No identity politics in this dish . . .

About 4 cups, serving 4 to 6


Overnight to soak the peas and about 3 hours to cook


Boston baked beans typically start with Great Northern white beans and a slow oven-braise in chicken stock, with salt pork, onion, molasses, and spice. Over time the beans succumb to the flavors they’re offered and become tender, dark, and rich. They don’t need much attention.

We adore Boston baked beans and have long wanted to kidnap some Southern field peas and give them a bit of East Coast schooling and a new school uniform. We assumed the little peas, with their earthy pluck and mineral accents, would flourish in such an atmosphere. But they didn’t make it easy. Despite baking for hours, they refused to yield. (Dried field peas are a very dense legume!) They didn’t like molasses, either, but they took well to a little muscovado. We had to gentle them along, not simply with an overnight soak, but also a quick simmer, followed by a good thrashing—or rather, mashing—before setting them in the oven.

Then there was the little problem of the salt pork. Salt pork—the “pork” in pork ’n beans—is crucial to the character of baked beans. It is made by salt-curing raw pork belly, an old method of preservation. But, surprise, surprise! The commercial salt pork we purchased added nothing to the flavor of the peas, and the meat toughened as it cooked when it should have become tender. Because salt pork is cured and not smoked, its impact in a dish depends solely on the seasonings used to cure it and the quality of the pork itself.

You can see where this is going. Yes, we made our own.

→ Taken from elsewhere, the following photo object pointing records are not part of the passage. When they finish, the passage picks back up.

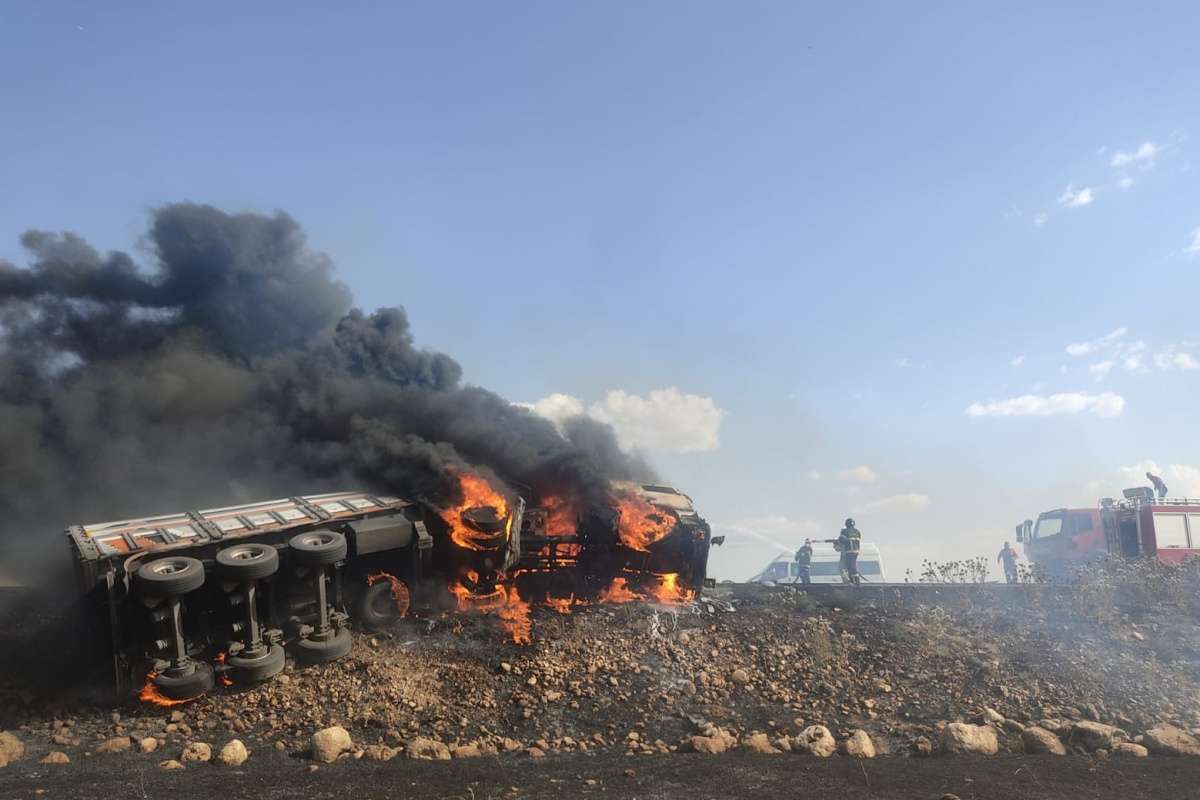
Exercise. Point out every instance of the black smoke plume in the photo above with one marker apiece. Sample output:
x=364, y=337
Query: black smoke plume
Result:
x=235, y=368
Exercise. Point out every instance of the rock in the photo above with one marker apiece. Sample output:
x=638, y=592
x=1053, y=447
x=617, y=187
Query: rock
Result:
x=1170, y=740
x=378, y=752
x=1039, y=740
x=963, y=738
x=1096, y=735
x=816, y=740
x=11, y=749
x=114, y=745
x=330, y=743
x=234, y=753
x=990, y=716
x=1129, y=750
x=427, y=750
x=858, y=745
x=196, y=751
x=759, y=743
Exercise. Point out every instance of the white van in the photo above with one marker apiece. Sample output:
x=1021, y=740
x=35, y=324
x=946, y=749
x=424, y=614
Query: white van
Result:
x=825, y=567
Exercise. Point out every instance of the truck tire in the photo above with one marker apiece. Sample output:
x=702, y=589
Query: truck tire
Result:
x=318, y=651
x=252, y=671
x=317, y=548
x=247, y=561
x=187, y=686
x=174, y=575
x=378, y=606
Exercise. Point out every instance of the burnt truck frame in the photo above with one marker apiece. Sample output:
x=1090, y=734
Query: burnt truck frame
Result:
x=181, y=601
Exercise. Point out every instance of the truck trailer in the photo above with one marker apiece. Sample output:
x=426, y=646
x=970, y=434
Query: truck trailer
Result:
x=189, y=599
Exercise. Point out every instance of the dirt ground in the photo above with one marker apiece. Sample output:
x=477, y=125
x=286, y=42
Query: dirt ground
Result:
x=616, y=687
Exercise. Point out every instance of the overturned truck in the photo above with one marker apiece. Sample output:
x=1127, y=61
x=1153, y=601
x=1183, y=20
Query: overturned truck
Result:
x=187, y=600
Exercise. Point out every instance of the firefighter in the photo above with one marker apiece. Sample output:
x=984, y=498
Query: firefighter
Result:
x=803, y=561
x=1008, y=555
x=1157, y=482
x=849, y=543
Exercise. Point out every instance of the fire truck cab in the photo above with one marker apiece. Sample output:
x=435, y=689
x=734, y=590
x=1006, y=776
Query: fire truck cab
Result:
x=1138, y=524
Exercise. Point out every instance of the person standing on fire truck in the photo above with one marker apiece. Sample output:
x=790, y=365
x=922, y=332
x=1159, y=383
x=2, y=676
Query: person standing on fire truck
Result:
x=1157, y=482
x=1008, y=555
x=849, y=542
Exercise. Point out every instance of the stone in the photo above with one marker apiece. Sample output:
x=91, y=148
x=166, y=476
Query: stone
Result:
x=816, y=740
x=378, y=752
x=196, y=751
x=11, y=749
x=1097, y=735
x=330, y=743
x=759, y=743
x=427, y=750
x=1170, y=740
x=1129, y=750
x=964, y=738
x=234, y=753
x=1039, y=740
x=114, y=745
x=858, y=745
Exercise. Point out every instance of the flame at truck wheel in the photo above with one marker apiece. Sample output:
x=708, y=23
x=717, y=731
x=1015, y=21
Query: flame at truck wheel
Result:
x=640, y=523
x=478, y=493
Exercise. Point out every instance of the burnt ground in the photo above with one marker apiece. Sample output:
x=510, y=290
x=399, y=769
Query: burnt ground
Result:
x=606, y=689
x=733, y=775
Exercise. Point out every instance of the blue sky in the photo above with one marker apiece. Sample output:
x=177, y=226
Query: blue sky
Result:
x=804, y=244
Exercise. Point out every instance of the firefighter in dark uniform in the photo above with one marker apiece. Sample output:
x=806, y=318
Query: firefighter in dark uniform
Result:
x=849, y=543
x=803, y=561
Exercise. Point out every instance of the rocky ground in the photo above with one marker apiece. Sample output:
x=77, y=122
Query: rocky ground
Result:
x=1104, y=679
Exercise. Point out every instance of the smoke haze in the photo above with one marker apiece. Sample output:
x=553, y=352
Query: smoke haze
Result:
x=234, y=368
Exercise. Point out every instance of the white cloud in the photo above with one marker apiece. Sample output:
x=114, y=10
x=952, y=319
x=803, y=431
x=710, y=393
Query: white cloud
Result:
x=666, y=421
x=1103, y=404
x=910, y=501
x=1101, y=370
x=1095, y=346
x=861, y=474
x=1144, y=155
x=1193, y=247
x=1174, y=358
x=1073, y=198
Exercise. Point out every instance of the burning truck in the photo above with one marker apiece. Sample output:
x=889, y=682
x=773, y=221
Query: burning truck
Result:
x=192, y=599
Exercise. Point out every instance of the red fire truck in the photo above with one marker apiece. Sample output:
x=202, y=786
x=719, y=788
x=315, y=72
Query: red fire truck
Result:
x=1138, y=524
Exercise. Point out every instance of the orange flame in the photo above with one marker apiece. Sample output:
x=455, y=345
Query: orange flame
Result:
x=151, y=695
x=641, y=524
x=399, y=590
x=477, y=493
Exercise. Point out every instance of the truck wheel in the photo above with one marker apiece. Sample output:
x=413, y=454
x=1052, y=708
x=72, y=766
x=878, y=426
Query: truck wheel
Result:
x=187, y=686
x=250, y=669
x=174, y=575
x=249, y=561
x=318, y=651
x=378, y=606
x=317, y=548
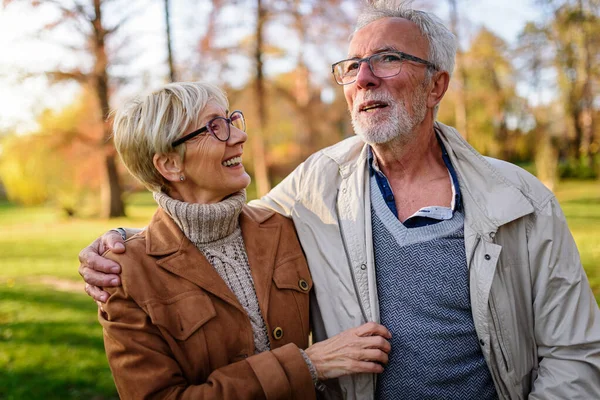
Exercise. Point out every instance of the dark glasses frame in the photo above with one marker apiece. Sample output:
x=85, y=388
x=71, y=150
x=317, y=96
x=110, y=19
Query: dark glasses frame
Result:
x=206, y=128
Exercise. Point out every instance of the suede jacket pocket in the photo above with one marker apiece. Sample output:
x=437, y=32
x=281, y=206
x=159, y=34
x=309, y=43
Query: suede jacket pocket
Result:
x=183, y=314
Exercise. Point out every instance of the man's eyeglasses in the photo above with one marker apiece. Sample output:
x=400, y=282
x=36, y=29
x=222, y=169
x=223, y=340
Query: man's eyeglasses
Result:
x=382, y=65
x=219, y=127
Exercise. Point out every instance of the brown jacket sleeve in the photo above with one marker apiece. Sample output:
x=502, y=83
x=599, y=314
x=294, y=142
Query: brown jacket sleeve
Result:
x=143, y=366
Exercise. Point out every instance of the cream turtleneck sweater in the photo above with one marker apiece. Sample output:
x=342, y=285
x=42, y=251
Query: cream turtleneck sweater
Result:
x=214, y=229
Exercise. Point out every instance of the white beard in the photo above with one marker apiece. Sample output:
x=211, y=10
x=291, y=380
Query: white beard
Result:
x=394, y=123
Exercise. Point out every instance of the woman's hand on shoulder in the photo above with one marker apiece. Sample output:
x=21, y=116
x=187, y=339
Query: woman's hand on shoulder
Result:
x=357, y=350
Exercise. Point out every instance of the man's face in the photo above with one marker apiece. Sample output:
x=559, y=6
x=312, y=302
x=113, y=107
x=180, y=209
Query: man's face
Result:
x=383, y=109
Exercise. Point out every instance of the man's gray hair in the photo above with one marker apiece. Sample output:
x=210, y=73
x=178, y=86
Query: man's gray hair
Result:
x=442, y=42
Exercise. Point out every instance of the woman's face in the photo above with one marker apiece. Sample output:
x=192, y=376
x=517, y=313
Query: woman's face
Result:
x=213, y=169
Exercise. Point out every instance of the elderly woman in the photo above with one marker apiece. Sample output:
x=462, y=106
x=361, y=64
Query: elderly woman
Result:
x=214, y=301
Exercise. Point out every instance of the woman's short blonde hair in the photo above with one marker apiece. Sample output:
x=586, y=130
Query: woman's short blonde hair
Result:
x=146, y=126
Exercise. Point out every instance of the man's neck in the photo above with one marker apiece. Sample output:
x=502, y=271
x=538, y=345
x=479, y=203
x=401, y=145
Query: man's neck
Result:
x=411, y=157
x=416, y=172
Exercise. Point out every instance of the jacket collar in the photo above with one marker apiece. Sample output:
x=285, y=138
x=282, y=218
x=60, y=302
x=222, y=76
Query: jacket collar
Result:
x=178, y=255
x=488, y=196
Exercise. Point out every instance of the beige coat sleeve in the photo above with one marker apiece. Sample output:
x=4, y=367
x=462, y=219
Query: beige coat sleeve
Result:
x=567, y=319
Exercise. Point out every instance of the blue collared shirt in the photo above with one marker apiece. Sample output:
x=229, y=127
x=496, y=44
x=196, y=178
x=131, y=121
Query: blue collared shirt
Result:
x=427, y=215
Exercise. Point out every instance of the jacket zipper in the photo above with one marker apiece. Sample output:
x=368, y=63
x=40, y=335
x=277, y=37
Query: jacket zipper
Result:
x=352, y=273
x=498, y=330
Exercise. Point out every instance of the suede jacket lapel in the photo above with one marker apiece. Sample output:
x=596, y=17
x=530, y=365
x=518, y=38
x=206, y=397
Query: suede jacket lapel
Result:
x=178, y=255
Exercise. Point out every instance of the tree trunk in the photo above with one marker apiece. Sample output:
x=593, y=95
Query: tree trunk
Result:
x=460, y=77
x=172, y=72
x=112, y=203
x=587, y=114
x=258, y=143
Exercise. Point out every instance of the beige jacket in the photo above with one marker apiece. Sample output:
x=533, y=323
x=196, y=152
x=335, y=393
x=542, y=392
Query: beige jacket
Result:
x=535, y=315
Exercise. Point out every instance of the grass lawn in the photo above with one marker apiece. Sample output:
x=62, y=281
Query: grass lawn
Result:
x=50, y=341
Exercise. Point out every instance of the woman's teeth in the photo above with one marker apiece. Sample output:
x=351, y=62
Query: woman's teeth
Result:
x=232, y=161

The finished dish is delicate and rich—hot or cold. We schooled some field peas, and they schooled us.

Cooking Remarks

Salt pork is easy to make and unexpectedly delicious. We say unexpected because most people have never tasted good salt pork. We hadn’t. We purchased a nice piece of Berkshire pork belly and a stash of sea salt. Four days and very little effort later, we had salt pork. Its flavor frankly blew us away. But you don’t have to make your own salt pork to enjoy this recipe.

equipment mise en place

For this recipe, you will need a digital kitchen scale, a large bowl, a heavy-bottomed 3-quart saucepan, a potato masher, a baking sheet, a 10-inch skillet, and a shallow 1-quart baking dish.

    • 7
    • Spring or filtered water
    • 2
      teaspoons unsalted butter
    • 2.5
      ounces Salted-Cured Pork Belly or purchased salt pork, cut to ⅛-inch dice (½ cup)
    • cups minced yellow onion
    • 2
      teaspoons minced garlic
    • 2
      teaspoons tomato paste
    • tablespoons (0.75 ounce) dark muscovado sugar
    • Tiny pinch of ground cloves
    • 1
      cup Rich Homemade Chicken Stock or low-sodium chicken broth
    • ¼
      teaspoon fine sea salt
    • ½
      teaspoon freshly ground black pepper

    In a large bowl, cover the peas with an abundance of water, at least 4 times their volume. Let them soak overnight at room temperature.


    The next day, drain the peas and turn them into a heavy-bottomed 3-quart saucepan. Pour in 3 cups water and bring to a simmer over medium-high heat. Reduce the heat to medium-low and cook uncovered, stirring occasionally and adjusting the burner to maintain a gentle simmer, until the peas are tender and the water has evaporated to the level where it laps the edges of the peas, 30 to 40 minutes.


    Using a potato masher, mash the peas selectively, leaving about half of them intact, until the peas have thickened and look creamy, but still rather saucy. Remove the pan from the heat, cover it and set it aside.


    Adjust the oven rack to the middle position, place a baking sheet on the rack and heat the oven to 250 degrees. In a 10-inch skillet, combine the butter and salt pork, then cook over medium-low heat, stirring frequently, until  the pork is crisp and golden and most of the fat has rendered, 5 to 7 minutes. Add the onion and sauté until it begins to soften, about 5 minutes. Stir in the garlic, tomato paste, cloves, and sugar; cook for about 10 seconds. Turn the mixture into the saucepan with the peas, then add the chicken stock, salt, and pepper. Set the saucepan over medium-low heat and cook, stirring, just until the peas are hot.


    Turn the peas into a shallow 1-quart baking dish; the dish will be be quite full. Slide the baking dish onto the baking sheet in the oven and bake for 2 hours, stirring 3 or 4 times. The liquid will be significantly reduced and the top of the peas burnished and glazed. Let cool for about 20 minutes before serving.